FURNISHING THE BEDROOM
Many still think of the bedroom only as a place in which to sleep. In point of fact often it is used as a secluded sitting room where one may close the door and rest, shutting out the cares and activity of a busy day. It should more properly be called a relaxation room, and furnished with that thought in mind. To meet this trend toward more diversified bedrooms, the salesperson should organize his stock mentally on the basis of night stands, desks, boudoir chairs, chaise lounges, lamps, and bookshelves for use in the family bedroom or guest room, and equally suitable pieces for the nursery playroom and the individual bedrooms of young and older children. For years the magazines have been describing these double-function bedrooms, broadcasting their convenience and charm, creating in the minds of readers a widening interest and acceptance, and thus preparing a new field for selling effort.

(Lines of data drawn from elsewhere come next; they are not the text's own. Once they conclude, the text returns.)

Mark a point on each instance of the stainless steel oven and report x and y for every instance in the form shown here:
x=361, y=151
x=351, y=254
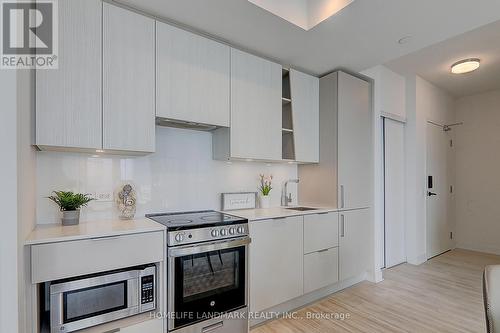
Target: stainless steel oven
x=206, y=281
x=91, y=300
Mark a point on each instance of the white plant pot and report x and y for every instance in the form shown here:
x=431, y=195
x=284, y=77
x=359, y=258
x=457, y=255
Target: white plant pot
x=265, y=201
x=71, y=217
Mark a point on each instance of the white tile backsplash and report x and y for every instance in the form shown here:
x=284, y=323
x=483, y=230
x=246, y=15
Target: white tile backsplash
x=180, y=176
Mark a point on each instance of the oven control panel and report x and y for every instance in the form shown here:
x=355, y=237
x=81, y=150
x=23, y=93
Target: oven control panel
x=207, y=234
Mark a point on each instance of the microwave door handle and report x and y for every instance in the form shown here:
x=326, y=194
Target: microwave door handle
x=220, y=258
x=210, y=264
x=213, y=327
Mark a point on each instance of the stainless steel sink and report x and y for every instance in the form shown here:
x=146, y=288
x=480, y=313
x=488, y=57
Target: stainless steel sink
x=302, y=209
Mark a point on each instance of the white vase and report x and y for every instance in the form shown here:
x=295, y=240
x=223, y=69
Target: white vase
x=265, y=201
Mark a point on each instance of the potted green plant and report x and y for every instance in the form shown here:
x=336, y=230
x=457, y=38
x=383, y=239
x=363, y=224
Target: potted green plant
x=70, y=203
x=265, y=188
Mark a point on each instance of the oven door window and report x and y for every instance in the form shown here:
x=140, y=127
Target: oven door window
x=209, y=283
x=90, y=302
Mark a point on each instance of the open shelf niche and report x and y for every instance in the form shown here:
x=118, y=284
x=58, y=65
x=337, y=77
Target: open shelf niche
x=288, y=142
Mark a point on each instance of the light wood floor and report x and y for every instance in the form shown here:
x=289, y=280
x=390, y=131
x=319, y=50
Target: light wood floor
x=442, y=295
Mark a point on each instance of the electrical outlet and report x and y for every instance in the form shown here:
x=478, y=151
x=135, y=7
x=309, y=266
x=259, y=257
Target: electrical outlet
x=103, y=196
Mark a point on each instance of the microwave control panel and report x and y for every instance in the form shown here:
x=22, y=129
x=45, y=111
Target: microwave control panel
x=147, y=289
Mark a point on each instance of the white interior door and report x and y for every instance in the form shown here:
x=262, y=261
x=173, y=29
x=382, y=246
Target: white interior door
x=438, y=190
x=394, y=188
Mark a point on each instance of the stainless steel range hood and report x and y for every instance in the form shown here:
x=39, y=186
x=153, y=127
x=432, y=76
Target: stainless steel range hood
x=185, y=124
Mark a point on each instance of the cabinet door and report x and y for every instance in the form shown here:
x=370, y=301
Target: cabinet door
x=305, y=110
x=321, y=269
x=192, y=77
x=276, y=262
x=321, y=232
x=354, y=142
x=129, y=81
x=150, y=326
x=68, y=100
x=355, y=243
x=255, y=107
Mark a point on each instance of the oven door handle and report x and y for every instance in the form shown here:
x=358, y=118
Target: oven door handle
x=202, y=248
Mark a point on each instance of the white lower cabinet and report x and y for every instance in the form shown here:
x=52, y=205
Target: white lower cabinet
x=354, y=243
x=150, y=326
x=276, y=262
x=321, y=232
x=321, y=269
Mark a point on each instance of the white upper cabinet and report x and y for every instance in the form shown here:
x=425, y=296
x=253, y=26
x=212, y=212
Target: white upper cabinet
x=68, y=100
x=128, y=81
x=354, y=142
x=305, y=111
x=255, y=107
x=193, y=79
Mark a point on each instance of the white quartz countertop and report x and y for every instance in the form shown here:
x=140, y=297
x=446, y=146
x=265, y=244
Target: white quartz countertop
x=51, y=233
x=277, y=212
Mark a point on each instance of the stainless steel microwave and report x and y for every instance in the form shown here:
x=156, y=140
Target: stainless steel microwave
x=92, y=300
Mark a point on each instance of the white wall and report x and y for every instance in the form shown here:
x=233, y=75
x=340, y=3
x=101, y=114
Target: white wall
x=180, y=176
x=8, y=203
x=26, y=192
x=424, y=102
x=477, y=173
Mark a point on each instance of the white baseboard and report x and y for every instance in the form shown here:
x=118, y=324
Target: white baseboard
x=375, y=277
x=479, y=248
x=307, y=299
x=418, y=260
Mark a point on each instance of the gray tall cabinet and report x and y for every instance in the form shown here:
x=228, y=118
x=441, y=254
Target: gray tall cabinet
x=344, y=176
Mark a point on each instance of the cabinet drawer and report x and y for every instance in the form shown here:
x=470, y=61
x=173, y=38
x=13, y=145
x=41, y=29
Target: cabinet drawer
x=74, y=258
x=150, y=326
x=321, y=231
x=321, y=269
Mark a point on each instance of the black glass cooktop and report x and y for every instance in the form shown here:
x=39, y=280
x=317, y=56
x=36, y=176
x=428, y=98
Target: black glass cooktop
x=192, y=220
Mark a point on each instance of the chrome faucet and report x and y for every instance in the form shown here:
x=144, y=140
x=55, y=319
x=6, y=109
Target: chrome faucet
x=286, y=197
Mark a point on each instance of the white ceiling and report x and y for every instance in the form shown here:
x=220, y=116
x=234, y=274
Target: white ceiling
x=362, y=35
x=433, y=63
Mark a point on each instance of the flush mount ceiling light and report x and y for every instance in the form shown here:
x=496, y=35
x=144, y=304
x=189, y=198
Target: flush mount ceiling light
x=303, y=13
x=465, y=66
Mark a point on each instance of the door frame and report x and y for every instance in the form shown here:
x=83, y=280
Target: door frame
x=449, y=245
x=384, y=206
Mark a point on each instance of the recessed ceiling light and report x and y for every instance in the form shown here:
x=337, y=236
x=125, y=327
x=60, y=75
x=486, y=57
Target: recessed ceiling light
x=303, y=13
x=405, y=39
x=465, y=66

Moreover, there are multitudes of homemakers who know little or nothing about this comfortable modern trend in bedroom decoration, and still consider that the only furniture essential or desirable is a 3-, 4-, or 5-piece suite and a slipper chair or two. Many of our old customers, who now regard their bedrooms as completely furnished, can be interested in the purchase of additional new merchandise by persistent educational and development work.
GENERAL CHARACTERISTICS OF THE BEDROOM
The bedroom differs from the hall, living room, and dining room in that it is a personal room, not shared in common by all the members of the family. Individual tastes and preferences may be given free rein in its decoration. Hence, the salesperson who is able to help his customer express a distinctly personal quality in her room enjoys a great advantage over the salesperson who lacks this ability. In selling bedroom furnishings, the successful salesperson will require knowledge of various decorative accessories, including bedspreads, linens, pictures, ornamental glass toiletries, and pottery.
Many women have clear ideas as to the effect they want their bedrooms to reveal. One will want a restful room; a second, a gaily colorful and animated room; and a third, a dainty room. When such buyers fall into the hands of a skillful salesperson, price (within their economic limits) becomes a matter wholly of secondary importance, and competitive shopping is forgotten. Selling from this approach becomes largely a matter of giving studied expression to the decorative motif chosen for the room. If it is daintiness—furniture, walls, floor covering, draperies, and accessories must be selected and arranged to concur in creating an effect of daintiness. An ability to work out these decorative motifs and to talk about them interestingly in the course of a year's work will "save" dozens of orders.
THE WALLS
Bedroom walls may be tinted, painted, or papered depending upon the type of effect desired.
Tinted walls are used in pastel colors with beautiful effect in a wide range of colors. All that is necessary to know is the customer's color preference since, today, any color may be worked into an effective bedroom.
New wallpapers offer an endless variety of color combinations and many times the entire room scheme may be furnished by the wallpaper.
It is good taste to keep the bedroom in pastels or light tones since dark tones have a depressing effect upon the occupant. In some instances, the type of furnishings to be used will determine the type of wallpaper to be used. French furnishings require the dainty, flowery type of paper; English furnishings are more subdued—either a plain paper with a small figure, or with subdued florals. Early American and Colonial rooms will take a colorful flowered paper or a "quaint" pattern. It is well to keep in touch with the decorative magazines in which room settings using correct paper on the walls are shown in color and which offer many suggestions for other interesting wall treatments.
TREATMENT OF CEILINGS
Ceilings should be either cream, off-white, or light pastel colors harmonizing with the wallpaper. It is most important that the ceiling be kept light in tone with the possible exception of an extremely modern room where a dramatic effect is to be achieved. In a library, the ceiling may be darkened to bring it "closer to the floor," but in a bedroom the ceiling should be kept light to make the room appear large and airy.